Three commitments address these dimensions.
European hosting by default (see commitment pub-008). For a provider — SaaS publisher, hosting provider, integrator — European hosting as the default position means that customer data transits through and resides in a jurisdiction that effectively protects it. This covers the physical location of datacentres, the effective jurisdiction of the operator (a French operator may be a subsidiary of an American entity, which potentially places it under the CLOUD Act), and the underlying managed services (a European PaaS that resells Google Kubernetes Engine does not offer the same guarantee as a PaaS built on a sovereign stack).
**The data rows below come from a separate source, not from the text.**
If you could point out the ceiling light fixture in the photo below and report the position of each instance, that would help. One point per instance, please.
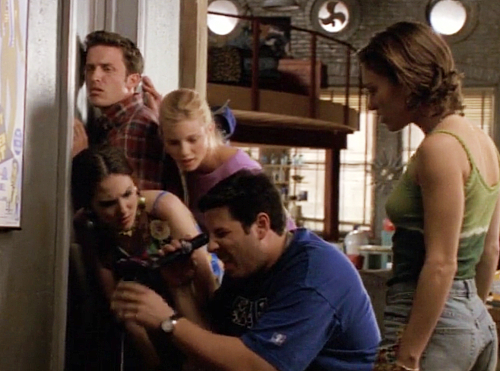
(280, 5)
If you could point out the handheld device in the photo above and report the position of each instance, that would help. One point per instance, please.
(137, 269)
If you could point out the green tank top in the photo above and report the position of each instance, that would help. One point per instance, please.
(405, 209)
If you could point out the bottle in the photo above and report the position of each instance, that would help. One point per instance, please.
(352, 242)
(387, 232)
Statutory clauses protecting against non-EU acquisition (see commitment pub-012). Without a statutory lock, a French publisher can change its reference jurisdiction overnight: Aleph Alpha bought by Cohere in April 2026, Silo AI by AMD in August 2024, MariaDB taken over by K1 Investment in September 2024 — all transitions which should not have surprised customers, but which did, for lack of contractual or statutory protection. Shareholders’ agreement limiting transfers to non-EU entities; pre-emption rights for European funds; public golden share for providers of strategic interest; specific share with blocking rights. These mechanisms complement state-level arrangements (IEF in France, AWG in Germany, Golden Power in Italy) without substituting for them.
Public documentation of the supply chain’s jurisdiction on the buyer side (see commitment user-005). User organisations can — and should — make readable the effective jurisdiction of their forges, package registries, container registries, CI/CD services, and third-party infrastructure services. This documentation is not an audit: it is an inventory that lets the organisation identify its own jurisdictional single points of failure, and that contributes, at aggregate scale, to the device’s mapping of gaps.
These three commitments do not share the same target — provider, provider, user — but they address the same exposure surface: what a third-party actor’s jurisdiction can legally impose on your technical setup, outside any commercial negotiation.
For documented cases where jurisdiction shifted without useful notice, see the annex Family 2 — Foundations and jurisdiction.